This Shelter Gives Homeless People What They Really Need—Long-Term Jobs
By Sydney Worth ~ yes!
A Fort Worth, Texas, program sees steady employment as an important step in helping guests rebuild their lives.
When Kristy Yates’ daughter passed away in 2010, Yates sank into a deep depression and alcoholism that led to a drunken driving arrest. After a slew of health issues and losing all three of her jobs, the Fort Worth, Texas, resident became homeless and ended up checking in at the Presbyterian Night Shelter.
Yates’ new address made it hard to get hired.
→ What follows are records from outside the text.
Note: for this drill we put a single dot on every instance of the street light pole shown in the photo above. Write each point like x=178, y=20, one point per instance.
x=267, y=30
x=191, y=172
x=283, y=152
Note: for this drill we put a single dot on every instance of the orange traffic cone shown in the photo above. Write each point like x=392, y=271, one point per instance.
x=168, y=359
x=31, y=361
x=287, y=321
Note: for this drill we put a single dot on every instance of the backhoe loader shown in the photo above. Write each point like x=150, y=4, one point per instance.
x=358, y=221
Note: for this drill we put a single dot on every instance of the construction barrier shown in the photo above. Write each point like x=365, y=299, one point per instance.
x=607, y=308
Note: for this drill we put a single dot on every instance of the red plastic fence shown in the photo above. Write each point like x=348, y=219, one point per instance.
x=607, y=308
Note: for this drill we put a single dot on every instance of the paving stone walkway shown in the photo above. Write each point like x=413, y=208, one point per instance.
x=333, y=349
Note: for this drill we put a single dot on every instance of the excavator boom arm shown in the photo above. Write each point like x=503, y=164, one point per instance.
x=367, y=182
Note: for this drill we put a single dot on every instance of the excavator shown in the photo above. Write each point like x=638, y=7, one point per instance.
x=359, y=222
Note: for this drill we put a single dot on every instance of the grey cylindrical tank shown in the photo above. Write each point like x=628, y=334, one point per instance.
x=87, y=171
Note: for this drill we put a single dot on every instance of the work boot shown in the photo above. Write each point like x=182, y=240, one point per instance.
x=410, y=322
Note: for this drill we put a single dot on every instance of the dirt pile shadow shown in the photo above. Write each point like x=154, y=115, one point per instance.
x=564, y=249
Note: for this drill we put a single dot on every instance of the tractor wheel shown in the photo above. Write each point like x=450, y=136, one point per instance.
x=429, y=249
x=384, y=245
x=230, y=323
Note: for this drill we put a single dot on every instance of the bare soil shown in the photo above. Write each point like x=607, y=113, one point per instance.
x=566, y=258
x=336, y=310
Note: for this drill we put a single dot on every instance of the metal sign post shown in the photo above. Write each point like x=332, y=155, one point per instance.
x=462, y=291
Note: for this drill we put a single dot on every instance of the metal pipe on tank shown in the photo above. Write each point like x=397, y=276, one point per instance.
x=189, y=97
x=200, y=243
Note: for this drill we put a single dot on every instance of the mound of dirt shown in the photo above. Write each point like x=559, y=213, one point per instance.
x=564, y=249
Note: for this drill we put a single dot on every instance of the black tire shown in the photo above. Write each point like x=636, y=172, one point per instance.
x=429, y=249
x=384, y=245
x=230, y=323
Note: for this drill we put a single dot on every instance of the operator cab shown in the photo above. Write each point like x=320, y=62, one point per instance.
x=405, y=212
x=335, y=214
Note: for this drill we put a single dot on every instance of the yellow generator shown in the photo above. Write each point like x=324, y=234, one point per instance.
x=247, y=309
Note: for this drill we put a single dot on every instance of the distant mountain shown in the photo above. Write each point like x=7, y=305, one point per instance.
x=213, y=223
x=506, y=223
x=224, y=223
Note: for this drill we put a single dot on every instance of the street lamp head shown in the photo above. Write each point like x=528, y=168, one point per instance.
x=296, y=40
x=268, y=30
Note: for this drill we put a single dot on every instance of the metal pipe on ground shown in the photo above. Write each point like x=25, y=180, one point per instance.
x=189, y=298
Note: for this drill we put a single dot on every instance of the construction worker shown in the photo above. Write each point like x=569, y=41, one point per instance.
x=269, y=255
But after two months of living in the shelter, she learned about Clean Slate, and her life has changed since.
Toby Owen, CEO of the shelter, had long hoped to establish a social enterprise that would address homelessness in Fort Worth. When the city gave the shelter a $50,000 grant, Clean Slate was born.
Launched in fall 2015, Clean Slate hires guests living in the night shelter as janitors and street sweepers.
The project offers Fort Worth’s homeless population an opportunity to obtain financial security and ultimately find a permanent home. While not a foolproof answer to homelessness, Owen believes it’s a step in the right direction.
“There’s not one silver bullet that’s going to end homelessness,” Owen said.